For a first gun for anybody, I'd recommend a larger gun in 9mm that will be easy to control. Once you have gained some shooting experience, it might be appropriate to look for a smaller gun. Don't think you need one just because you are small in stature yourself. But, that said, I am going to shoot a Kahr CW9 tomorrow and will probably buy it if I can handle it all right. I bought a .22 target pistol a year ago for cheap practice and then a S&W M&P 40 after a shooting trial for a home defense gun. I have a CCW permit. I have done well with each gun and enjoy them for the purposes they serve. I have recently found I can carry the M&P 40 concealed all right with a good holster. I am sure that, given normal health, Both you and your wife could fire the M&P 40 fine. Your wife would use a purse holster (specially designed to carry and draw the weapon without delay. You could probably carry it fine using the "inside the pant" holster like I have where only the handle extends above the belt. (It can be easily be covered by a loose shirt, sweater, or jacket.) 

But a smaller gun could be concealed more easily. I go to an inside range here in Huntsville, AL, where I can rent various guns to shoot 50 rounds of ammo. That tells you quite a bit about a gun. I have fired a Taurus Slim and a M&P 40 Compact. I did very poorly with the Slim in 9mm. It was kicking all over the place. When I shot the M&P 40 Compact, I had my M&P 40 Full Size with me and compared performance. I did much better with the Full Size. I have decided to look for a small 9mm, figuring that any small 40 would be too difficult although I can see it might work with practice.

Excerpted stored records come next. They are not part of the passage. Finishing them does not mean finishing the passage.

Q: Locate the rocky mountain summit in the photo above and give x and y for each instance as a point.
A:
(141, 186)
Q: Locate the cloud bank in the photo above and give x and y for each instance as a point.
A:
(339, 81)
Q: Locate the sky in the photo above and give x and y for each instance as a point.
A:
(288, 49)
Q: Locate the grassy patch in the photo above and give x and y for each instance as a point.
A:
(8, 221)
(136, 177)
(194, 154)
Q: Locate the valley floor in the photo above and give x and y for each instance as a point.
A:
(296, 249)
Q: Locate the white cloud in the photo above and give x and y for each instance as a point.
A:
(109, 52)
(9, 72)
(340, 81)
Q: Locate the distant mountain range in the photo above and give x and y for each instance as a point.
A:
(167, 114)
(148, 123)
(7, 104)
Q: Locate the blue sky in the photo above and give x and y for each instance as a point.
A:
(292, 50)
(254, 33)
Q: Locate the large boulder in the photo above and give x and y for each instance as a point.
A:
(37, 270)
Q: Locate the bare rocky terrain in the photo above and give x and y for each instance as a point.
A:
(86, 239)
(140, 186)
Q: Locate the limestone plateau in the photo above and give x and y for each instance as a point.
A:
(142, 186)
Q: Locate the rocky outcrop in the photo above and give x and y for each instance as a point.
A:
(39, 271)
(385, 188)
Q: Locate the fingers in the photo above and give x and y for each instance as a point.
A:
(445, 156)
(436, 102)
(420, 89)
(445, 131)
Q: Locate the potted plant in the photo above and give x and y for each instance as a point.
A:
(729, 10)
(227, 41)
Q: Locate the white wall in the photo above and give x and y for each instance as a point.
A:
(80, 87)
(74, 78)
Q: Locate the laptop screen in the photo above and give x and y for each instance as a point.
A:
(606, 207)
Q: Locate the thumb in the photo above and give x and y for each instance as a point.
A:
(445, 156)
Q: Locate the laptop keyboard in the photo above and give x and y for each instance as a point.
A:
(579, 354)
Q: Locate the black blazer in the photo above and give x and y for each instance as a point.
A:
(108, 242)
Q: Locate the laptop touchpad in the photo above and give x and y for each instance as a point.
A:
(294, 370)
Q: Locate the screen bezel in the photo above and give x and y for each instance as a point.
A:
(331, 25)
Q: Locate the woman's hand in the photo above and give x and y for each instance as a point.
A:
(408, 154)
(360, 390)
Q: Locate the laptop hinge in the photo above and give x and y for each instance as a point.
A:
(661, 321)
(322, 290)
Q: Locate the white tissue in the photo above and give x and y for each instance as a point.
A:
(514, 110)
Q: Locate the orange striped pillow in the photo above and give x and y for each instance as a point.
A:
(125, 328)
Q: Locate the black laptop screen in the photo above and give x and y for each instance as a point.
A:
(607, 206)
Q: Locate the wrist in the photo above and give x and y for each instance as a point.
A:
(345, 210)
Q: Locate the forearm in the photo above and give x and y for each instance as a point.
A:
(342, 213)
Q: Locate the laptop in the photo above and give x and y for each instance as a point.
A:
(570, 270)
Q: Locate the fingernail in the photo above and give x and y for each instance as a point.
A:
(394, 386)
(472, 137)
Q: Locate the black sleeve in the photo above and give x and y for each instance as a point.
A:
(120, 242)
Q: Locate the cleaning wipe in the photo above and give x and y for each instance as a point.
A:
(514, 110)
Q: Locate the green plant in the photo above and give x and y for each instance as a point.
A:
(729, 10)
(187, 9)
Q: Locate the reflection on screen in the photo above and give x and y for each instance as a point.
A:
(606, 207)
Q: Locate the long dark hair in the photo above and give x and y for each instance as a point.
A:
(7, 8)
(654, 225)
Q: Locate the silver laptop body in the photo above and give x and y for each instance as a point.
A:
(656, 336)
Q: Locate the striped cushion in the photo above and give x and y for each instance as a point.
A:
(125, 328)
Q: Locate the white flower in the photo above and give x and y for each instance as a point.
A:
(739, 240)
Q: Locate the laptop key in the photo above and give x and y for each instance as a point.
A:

I feel in any defense gun, only a 40 is adequate in a 3.5 to 4.5 inch barrel for knocking down and disabling a typical bad guy with one well-aimed shot. 9mm is okay for defense if you train to get off two or three well-aimed shots rapidly. Recoil in a small gun can make that difficult.


----------



## recoilguy (Apr 30, 2009)

The cw9 hides very nicely as does the PM9 but the CW is a little better for shooting as much as you plan too. I own both of them and I carry both but only the CW9 sits on the nite stand. the PM9 never does. It is not the only nitestand gun but it does get there ion occasion. When I travel and need to carry and have a nitestand gun in my hotel I never take the PM I always take the CW. I hope this helps, I own a few different brands and a few different sized weapons, Kahr is an excellent choice.

RCG


----------



## Ala Tom (Apr 1, 2011)

I went to the LGS/Range today thinking about trying the Kahr CW9 but also thinking about trying several others including the Ruger SR9c. I was leary of the 7.728 ft-lb recoil of the Kahr compared to the 5.841 ft-lb recoil of the Ruger. They did not have any more Kahrs in stock. (They are very popular.) So I looked at and shot the Ruger. I had downloaded the owner's manual for the SR9C two days ago so I knew something about the gun before shooting it. I was somewhat concerned about the trigger because it is different than the S&W guns I am used to. I like it very much and shot very well with it. After a dozen or so rounds I was grouping the shots in 3 inches at 25 feet. The Ruger is a bit more expensive so I might have to wait a while. But it is enough of an improvement in size over my M&P 40 for CCW and it performs very well. The recoil is just barely significant but not a problem either in pain for the shooting hand or in accuracy. Indeed the Ruger might be all right as a first gun for someone where I doubt if the CW9 would be good as a first gun. The CW9 is probably too light to absorb as much of the momentum of the recoil. (I am sure experienced shooters can handle the recoil but a new shooter would probably develop bad habits trying to hang on to the gun IMHO.)


----------



## Sgt01 (Jun 10, 2011)

I have both, and you can't go wrong with either. The CW9 is quite a bit easier on the budget.


----------



## Russ (Aug 19, 2011)

3one5 said:


> So Im 5'3 135 lbs. I have just moved to GA and feel I need a Gun to protect me and my family. I'm moving into a house in two weeks. That's when I'm aplying for a CCL. But I'm trying to buy a gun ASAP I have weeded out all the other brand and I'm set on owning a Kahr. I going to be Carying so the PM9 is my 1st chose. But do you think it is two small to have as a 1st gun. I plan on going to the rang at lest twic a month. I also do have a 12ga for home protection. Nothing bets a 12 ga sawed off. With bird shot just point and shot I tell my wife. My wife was raped by a cereal rapest about 13 years ago. I need her to feel safe at home and especial when she is with me in this big city ATL. So PM 9 or CW 9.


Neither

I owned a CM9 for 4 months last year and after 3 trips back I said goodbye and purchased the Beretta Nano. No regrets.

Russ


----------



## Ricky59 (Dec 21, 2011)

I've had my kahr PM9 for almost a year ..
Lost track of how many rounds ..
No problems at all ...
More dependable than my kimber.. that I have twice the money into..
Its my primary carry ....

PM9094N


----------